Most microbial cells are sticky42,43. Indeed, whereas our lab strains of budding yeast have been domesticated to become non-sticky, wild strains can have strong, Velcro-like intercellular fibre connections44. We find that although sticky yeasts in our microfluidic devices develop a very similar maximal pressure as the lab strains do (Fig. 3b), they develop substantial contact pressures under much weaker confinement (Fig. 4a). Our coarse-grained simulations likewise suggest that attractive interactions promote jamming: the measured build-up of pressure is much larger than expected under a non-granular model of a liquid droplet with surface tension, in which jamming is impossible (Fig. 4c, d).

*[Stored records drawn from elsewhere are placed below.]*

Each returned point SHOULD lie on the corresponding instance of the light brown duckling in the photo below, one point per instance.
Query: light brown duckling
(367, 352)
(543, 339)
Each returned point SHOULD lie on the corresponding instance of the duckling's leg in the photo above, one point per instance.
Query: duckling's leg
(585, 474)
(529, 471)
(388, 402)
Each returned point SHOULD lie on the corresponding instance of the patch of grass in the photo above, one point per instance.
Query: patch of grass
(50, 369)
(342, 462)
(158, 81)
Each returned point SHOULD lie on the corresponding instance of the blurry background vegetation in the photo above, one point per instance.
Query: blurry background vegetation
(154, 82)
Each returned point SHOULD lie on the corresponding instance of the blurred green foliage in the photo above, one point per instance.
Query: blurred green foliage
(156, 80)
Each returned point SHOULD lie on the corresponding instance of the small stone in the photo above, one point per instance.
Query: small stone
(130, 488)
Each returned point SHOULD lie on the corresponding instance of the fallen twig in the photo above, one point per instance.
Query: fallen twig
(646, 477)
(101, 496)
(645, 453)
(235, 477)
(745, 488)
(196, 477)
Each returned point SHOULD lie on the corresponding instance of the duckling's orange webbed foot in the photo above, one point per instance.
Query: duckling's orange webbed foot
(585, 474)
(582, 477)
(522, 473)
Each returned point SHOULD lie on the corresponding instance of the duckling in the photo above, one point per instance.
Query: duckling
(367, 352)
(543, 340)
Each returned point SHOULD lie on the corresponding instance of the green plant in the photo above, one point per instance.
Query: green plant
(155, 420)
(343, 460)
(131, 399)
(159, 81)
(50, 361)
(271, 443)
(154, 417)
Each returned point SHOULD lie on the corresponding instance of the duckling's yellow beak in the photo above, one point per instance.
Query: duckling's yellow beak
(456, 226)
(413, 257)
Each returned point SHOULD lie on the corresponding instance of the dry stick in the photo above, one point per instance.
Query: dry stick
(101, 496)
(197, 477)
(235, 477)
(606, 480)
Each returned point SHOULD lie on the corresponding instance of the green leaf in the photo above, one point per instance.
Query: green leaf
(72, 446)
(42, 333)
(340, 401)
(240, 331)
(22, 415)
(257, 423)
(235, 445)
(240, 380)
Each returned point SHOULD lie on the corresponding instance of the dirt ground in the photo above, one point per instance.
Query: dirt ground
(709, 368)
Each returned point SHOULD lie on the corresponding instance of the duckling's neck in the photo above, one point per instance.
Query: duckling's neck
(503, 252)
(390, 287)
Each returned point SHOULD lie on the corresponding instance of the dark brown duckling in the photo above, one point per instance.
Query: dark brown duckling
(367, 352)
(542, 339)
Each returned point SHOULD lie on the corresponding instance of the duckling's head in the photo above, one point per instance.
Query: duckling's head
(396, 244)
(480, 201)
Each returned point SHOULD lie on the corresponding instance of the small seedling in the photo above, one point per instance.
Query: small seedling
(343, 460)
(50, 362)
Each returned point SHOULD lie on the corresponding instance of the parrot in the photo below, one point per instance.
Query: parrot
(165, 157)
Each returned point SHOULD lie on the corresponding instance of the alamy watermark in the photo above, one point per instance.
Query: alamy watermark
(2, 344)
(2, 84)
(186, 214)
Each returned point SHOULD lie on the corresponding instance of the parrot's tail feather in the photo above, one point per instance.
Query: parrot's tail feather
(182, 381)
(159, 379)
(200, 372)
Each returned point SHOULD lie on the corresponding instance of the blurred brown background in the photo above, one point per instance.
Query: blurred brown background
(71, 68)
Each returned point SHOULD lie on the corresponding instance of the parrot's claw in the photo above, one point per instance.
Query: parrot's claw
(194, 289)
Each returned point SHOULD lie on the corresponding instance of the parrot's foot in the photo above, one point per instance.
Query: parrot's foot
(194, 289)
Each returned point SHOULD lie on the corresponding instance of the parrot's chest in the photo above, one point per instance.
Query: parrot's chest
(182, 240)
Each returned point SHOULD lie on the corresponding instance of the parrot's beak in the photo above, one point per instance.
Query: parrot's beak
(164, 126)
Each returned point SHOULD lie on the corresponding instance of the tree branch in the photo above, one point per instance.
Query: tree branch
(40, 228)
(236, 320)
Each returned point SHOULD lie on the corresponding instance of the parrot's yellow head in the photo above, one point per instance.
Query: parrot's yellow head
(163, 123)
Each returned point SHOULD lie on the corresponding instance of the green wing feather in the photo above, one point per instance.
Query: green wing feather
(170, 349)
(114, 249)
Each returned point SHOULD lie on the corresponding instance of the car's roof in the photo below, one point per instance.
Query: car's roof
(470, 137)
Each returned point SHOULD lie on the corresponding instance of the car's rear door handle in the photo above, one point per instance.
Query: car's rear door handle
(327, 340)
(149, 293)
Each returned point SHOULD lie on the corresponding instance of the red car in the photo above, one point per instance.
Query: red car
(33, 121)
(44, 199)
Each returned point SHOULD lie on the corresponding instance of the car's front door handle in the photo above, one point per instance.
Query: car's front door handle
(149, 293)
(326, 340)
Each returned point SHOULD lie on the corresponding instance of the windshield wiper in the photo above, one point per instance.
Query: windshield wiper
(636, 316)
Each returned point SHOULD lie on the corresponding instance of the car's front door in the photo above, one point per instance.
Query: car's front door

Figure 4: Self-driven jamming is promoted by stickiness and can remodel the micro-environment.
figure 4

a, Wild strains of yeast stick together via strong Velcro-like connections between cells44. This stabilizes the spherical growth of the population against shear stresses. b,c, Simulations show that even weak attractive forces between cells can strongly promote jamming. b, Packing of slightly sticky cells (right, Supplementary Information) exhibit a force network with pronounced force chains in contrast to the non-sticky case (left) for the shown device. c, The increase in growth-induced pressure (steady state) with stickiness is much larger than expected from the continuum limit (red base line) over a broad range of outlet sizes (Supplementary Information). d, Gradual propagation of agar gel cracks by growing populations of budding yeast (lab strain). Cells grow out of a pre-existing agar crack and, at the same time, propagate the crack tips inside the agar. A time-lapse movie of the crack propagation is available (Supplementary Movie 5).

Bacteria and fungi have the ability to colonize a wide range of porous media, including tiny cavities barely larger than their cell size3,4. Our work suggests that self-driven jamming of growing microbes can emerge in these micro-environments, as it does in our microfluidic devices, if chemical resources are sufficiently abundant.

The resulting growth-induced forces endow biofilms with the potential to remodel, or even destroy, their micro-environment. This could aid microbes in penetrating the soft tissues of host organisms10,11,12, or to invade soil, where most microbes grow in pores of several micrometres in diameter3,4. At this length scale, it is possible that the growth-induced pressures measured here contribute to straining of even stiff materials. Indeed, when we grow budding yeast populations inside agar gels, we observe the formation and propagation of cracks (Fig. 4d and Supplementary Fig. 8 and time-lapse movie Supplementary Movie 5). Thus, just like jamming of granular media can threaten the mechanical integrity of their confinements, which can lead to the bursting of grain silos32,45, it could also be an important mechanical aspect of host invasion10,11,12 and biofouling21.

We argue that the mechanism underlying self-driven jamming, cell proliferation, extends the notion of driven granular materials, which are usually jammed by external forces, such as shear, compression, or gravity17,18,19,20. On a fundamental level, cell proliferation and death are unique driving forces because they alter the number of macroscopic degrees of freedom, and thus directly affect Maxwellian rigidity criteria for jammed materials46,47. New granular physics may also result from biological features that have no analogue in traditionally driven granular materials. For instance, the pressure–growth feedback that we have described above could homogenize force networks and enhance pressure build-up, as our simulations indicate (Supplementary Fig. 11). Intermittent flows may be influenced by the shape of cells, as rod-like cells tend to align spontaneously, thus increasing the packing fraction48 (Supplementary Fig. 12). We also expect cell motility49 and viscoelastic extracellular substances6, expressed by many microbes to promote biofilm formation, to engage in a rich mechanical interplay with the packing of growing cells in confined spaces.